This Ferraria is only slightly putrid, like green olives


Ferraria is an odd looking relative of iris which you see flowering with some fanfare in Australian gardens from time to time. It's a plant enthusiast's plant.

The most recent review of the genus Ferraria, in 2011, documents 18 species, proudly boasting eight more than the next most recent, in 1979. All species come from Africa, mostly in the south.

Ferraria is easy to spot, when in flower. Look for crisped margins on the floral parts and a style (the receptive female part of the flower) divided into flat, forked branches with ornate fringes. These busy flowers are pollinated by a variety of bees, wasps and beetles.

They have a corm, and leaves, like your typical iris, although the stumpy flowering stem is quite branched and leafy.


Giovanni Batiste Ferrari published the first illustration of Ferraria in 1633, from a specimen growing in Italy. He was honoured by the genus name when it was described under the Linnaean system (which we still use today) in 1759 by Scottish botanist Philip Miller.

The species illustrated here, Ferraria variabilis, is, like last week's, photographed from my visit to the Karoo Desert National Botanical Garden in August last year. It occurs naturally in the south-west corner of southern Africa, from southern Namibia down the west coast to the Cape in South Africa, extending further inland in the north.
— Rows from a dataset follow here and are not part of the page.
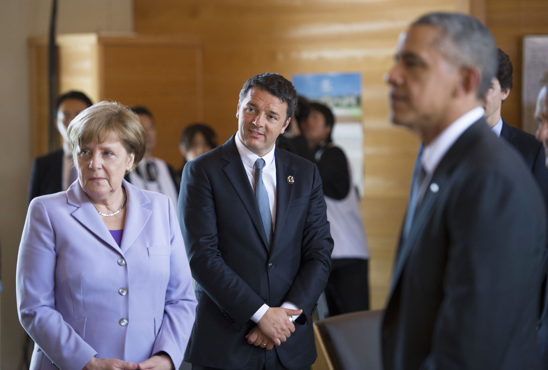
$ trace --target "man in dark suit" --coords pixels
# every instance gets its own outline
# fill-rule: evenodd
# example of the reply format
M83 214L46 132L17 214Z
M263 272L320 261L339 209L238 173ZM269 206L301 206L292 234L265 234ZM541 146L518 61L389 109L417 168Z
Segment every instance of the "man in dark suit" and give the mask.
M33 162L27 192L29 203L37 196L66 190L76 179L72 153L66 138L67 128L79 113L92 104L89 98L80 91L68 91L58 98L55 124L63 138L63 146Z
M391 118L422 139L382 323L386 370L538 369L542 195L486 124L496 71L484 26L432 13L401 39Z
M544 163L545 156L542 144L535 137L510 126L500 117L503 102L506 100L512 89L512 62L508 55L498 49L499 68L493 78L486 95L485 119L491 130L499 137L504 137L521 154L527 167L536 180L548 206L548 169Z
M536 130L536 138L542 142L544 147L544 157L548 155L548 71L545 73L540 81L542 86L536 100L536 108L535 109L535 119L539 123ZM545 164L548 166L548 162ZM543 276L546 278L548 270L548 256L545 256L543 266ZM546 294L546 281L544 281L543 287L544 296L542 297L543 304L540 319L539 321L538 339L540 352L548 362L548 294Z
M312 315L333 242L317 168L275 145L296 99L279 74L252 77L237 132L185 166L179 222L198 299L185 361L193 369L301 369L316 359Z

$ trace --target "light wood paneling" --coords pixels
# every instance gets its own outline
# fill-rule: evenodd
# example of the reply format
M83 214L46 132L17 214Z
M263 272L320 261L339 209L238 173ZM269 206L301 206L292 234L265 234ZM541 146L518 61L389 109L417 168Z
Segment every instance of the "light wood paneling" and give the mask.
M364 196L371 249L372 307L386 300L418 140L387 119L383 76L398 35L432 10L467 11L449 0L134 0L136 32L190 33L203 41L205 122L221 142L237 129L238 94L263 72L359 72L362 75Z
M548 34L548 1L482 1L486 4L486 24L513 65L513 88L503 104L502 117L509 124L524 129L521 126L523 37ZM534 134L533 129L528 131Z
M60 35L60 93L82 91L94 102L109 100L147 106L157 127L153 154L175 167L184 125L203 119L201 45L182 36ZM29 42L33 155L48 152L47 50L44 38Z

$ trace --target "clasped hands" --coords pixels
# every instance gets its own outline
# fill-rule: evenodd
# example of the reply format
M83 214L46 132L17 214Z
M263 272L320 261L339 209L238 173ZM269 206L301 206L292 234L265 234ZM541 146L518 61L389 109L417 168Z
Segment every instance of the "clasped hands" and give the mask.
M92 357L82 370L173 370L173 361L167 355L153 356L139 363L117 359Z
M270 307L249 333L246 336L247 343L261 348L272 349L286 342L295 331L295 325L288 316L300 315L302 310L292 310L282 307Z

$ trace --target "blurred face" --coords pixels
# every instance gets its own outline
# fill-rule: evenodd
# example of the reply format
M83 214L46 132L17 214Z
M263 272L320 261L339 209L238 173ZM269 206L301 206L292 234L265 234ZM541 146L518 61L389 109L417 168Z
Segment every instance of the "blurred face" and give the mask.
M139 118L146 135L146 151L147 154L150 154L156 145L156 126L152 118L147 114L139 114Z
M489 90L485 96L485 102L483 108L485 109L485 117L490 127L496 124L500 118L500 106L503 101L508 97L510 93L510 89L501 90L500 83L496 77L493 77L489 85Z
M258 88L252 88L238 103L238 135L252 152L262 157L272 150L290 118L286 119L287 103Z
M190 146L186 148L184 146L181 145L180 149L181 155L185 157L185 159L188 162L213 148L209 146L203 134L198 131L194 134Z
M387 74L390 118L418 132L439 125L459 82L459 69L435 47L435 28L413 26L401 36Z
M312 109L301 126L302 135L310 141L319 143L327 140L333 128L326 124L326 117L318 111Z
M63 140L67 140L67 128L78 114L88 107L88 105L78 99L65 99L57 109L57 118L55 123L57 130L63 137Z
M548 92L546 86L543 87L539 92L536 99L536 109L535 109L535 119L539 123L536 130L536 140L543 142L546 154L546 163L548 167Z
M78 178L90 198L104 200L121 190L122 180L133 165L134 154L128 153L122 142L112 132L104 140L97 138L77 150Z

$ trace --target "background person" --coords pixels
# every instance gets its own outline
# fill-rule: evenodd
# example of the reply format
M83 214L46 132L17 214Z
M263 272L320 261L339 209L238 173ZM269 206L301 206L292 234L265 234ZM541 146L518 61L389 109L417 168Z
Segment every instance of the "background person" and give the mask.
M193 369L305 369L316 360L312 315L333 240L316 166L275 144L296 99L282 76L253 76L236 134L183 170L179 222L198 297L185 356Z
M173 181L173 170L163 159L152 157L156 146L156 124L152 113L145 107L130 108L139 115L146 135L146 150L142 160L129 175L129 182L140 189L167 195L177 204L177 189Z
M490 33L463 14L426 14L400 39L391 119L424 146L381 324L385 370L541 368L546 218L523 159L483 118L496 66Z
M499 137L503 137L521 154L536 180L545 204L548 209L548 170L545 165L546 157L542 144L535 137L510 126L500 116L503 102L512 89L512 62L508 55L498 49L499 68L486 94L485 119L491 130Z
M178 193L181 187L182 169L186 163L216 147L217 135L213 129L207 125L195 123L182 130L179 140L179 150L184 161L182 166L174 175Z
M367 240L359 199L348 160L331 140L335 117L327 106L310 103L301 124L322 178L327 220L334 243L333 265L326 287L330 315L369 309Z
M123 180L145 152L139 119L101 102L67 137L78 181L31 203L19 246L30 368L178 368L196 301L173 204Z
M89 98L80 91L70 91L57 99L55 126L62 137L63 146L32 163L27 192L28 203L36 196L66 190L76 180L76 169L67 140L67 128L79 113L92 104Z

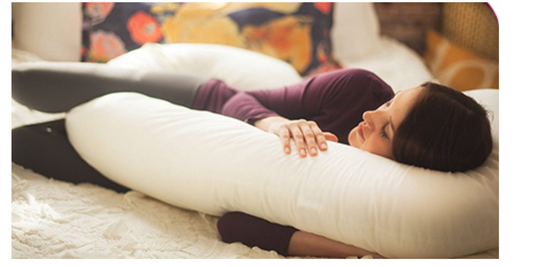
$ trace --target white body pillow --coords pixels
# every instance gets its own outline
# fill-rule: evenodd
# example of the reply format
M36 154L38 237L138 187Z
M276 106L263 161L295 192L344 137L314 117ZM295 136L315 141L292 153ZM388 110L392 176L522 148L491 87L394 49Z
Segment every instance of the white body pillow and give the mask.
M102 174L172 205L242 211L385 257L449 258L498 247L498 91L472 95L493 112L496 141L483 166L458 174L337 143L285 155L273 134L136 93L74 108L67 131Z
M213 44L145 44L107 64L216 78L243 91L279 88L302 80L287 62L250 50Z

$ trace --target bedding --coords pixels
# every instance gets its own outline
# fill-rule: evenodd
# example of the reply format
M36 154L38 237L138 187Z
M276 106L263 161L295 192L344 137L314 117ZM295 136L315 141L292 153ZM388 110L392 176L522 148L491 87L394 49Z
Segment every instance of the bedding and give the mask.
M497 91L471 95L494 115L497 138ZM388 258L451 258L498 246L497 141L484 165L456 174L338 143L301 159L242 121L137 93L80 105L66 127L99 172L174 206L214 216L241 211Z
M345 6L334 10L331 41L335 59L343 66L369 69L395 90L433 78L422 59L412 50L396 40L379 36L379 25L371 4L339 4ZM76 4L69 5L72 9L76 8ZM56 11L35 13L35 18L41 18L36 20L37 24L48 21L42 16L56 16ZM54 36L77 36L74 33L66 34L63 24L58 23L48 29L57 30L52 34ZM15 27L17 25L22 24L15 23ZM17 38L35 36L37 28L29 27L30 30L24 31L25 35L19 34ZM41 58L13 49L12 62L54 60L48 55L65 55L66 52L79 55L79 47L66 47L63 40L46 40L47 44L57 45L47 45L48 50L44 52L39 50ZM31 44L42 46L42 42ZM155 45L146 48L143 53L158 46L166 47ZM57 47L61 49L50 49ZM28 51L37 50L28 48ZM162 62L162 65L157 66L157 62L154 62L149 67L183 68L180 64L191 65L191 62L195 62L184 55L181 63L174 61L164 65L163 62L172 55L153 50L152 53L155 61ZM123 61L124 64L117 61L116 66L145 67L142 61L130 59L132 61ZM218 60L213 62L218 63ZM221 70L224 64L218 66ZM247 88L239 84L249 85L253 81L255 73L246 72L248 67L253 69L253 64L242 66L239 69L235 69L235 66L229 68L232 71L226 71L224 77L220 78L237 84L236 87ZM268 68L277 75L274 66ZM280 64L279 68L286 69L286 65ZM295 78L301 79L287 75L279 82L291 82ZM264 81L264 76L259 75L258 79ZM64 117L63 113L42 113L12 101L12 128ZM216 232L216 216L171 206L137 191L117 194L95 185L73 185L43 177L16 164L12 164L11 191L12 258L284 258L257 247L225 244L219 240ZM498 257L499 250L496 248L460 258Z
M83 60L108 60L145 43L209 43L290 62L302 75L338 69L333 3L84 3ZM280 38L281 37L281 38Z

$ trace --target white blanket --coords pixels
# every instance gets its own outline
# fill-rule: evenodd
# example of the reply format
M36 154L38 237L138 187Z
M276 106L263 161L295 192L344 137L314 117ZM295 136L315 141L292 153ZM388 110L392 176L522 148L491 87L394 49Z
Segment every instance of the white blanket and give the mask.
M374 60L348 66L376 72L395 90L431 79L410 50L392 40L384 45L385 52ZM31 111L13 101L12 127L63 116ZM15 164L11 210L12 258L283 258L272 251L223 243L216 217L137 192L118 194L47 179ZM498 249L466 258L498 258Z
It can be found on sand, granite or shale.

This is a relatively new species name, coined in 2005 to separate out a couple of varieties of Ferraria divaricata. Ferraria crispa, with blackish flowers, is more commonly grown in Australia and I've seen it described on Facebook as having 'an appalling stench'.

Although this particular specimen has been cultivation since 1994, the flowers yellow colouring with a grey middle stripes seems to fit what is reported from the local area. Flower colour varies across the range (hence the species name) but in the Karoo area the floral parts tend to be greeny yellow or brown, with a darker line down the middle and scattered spots.

The flowers usually have a 'slightly putrid smell' although the perfume has been described as 'reminiscent of green olives'. All of which apparently makes the flowers attractive to pollinating wasps.

I don't have any more pictures of the Ferraria so let me finish with another image of the Karoo Desert National Botanical Garden, this time looking out from the botanic gardens across to the neighbouring mountains.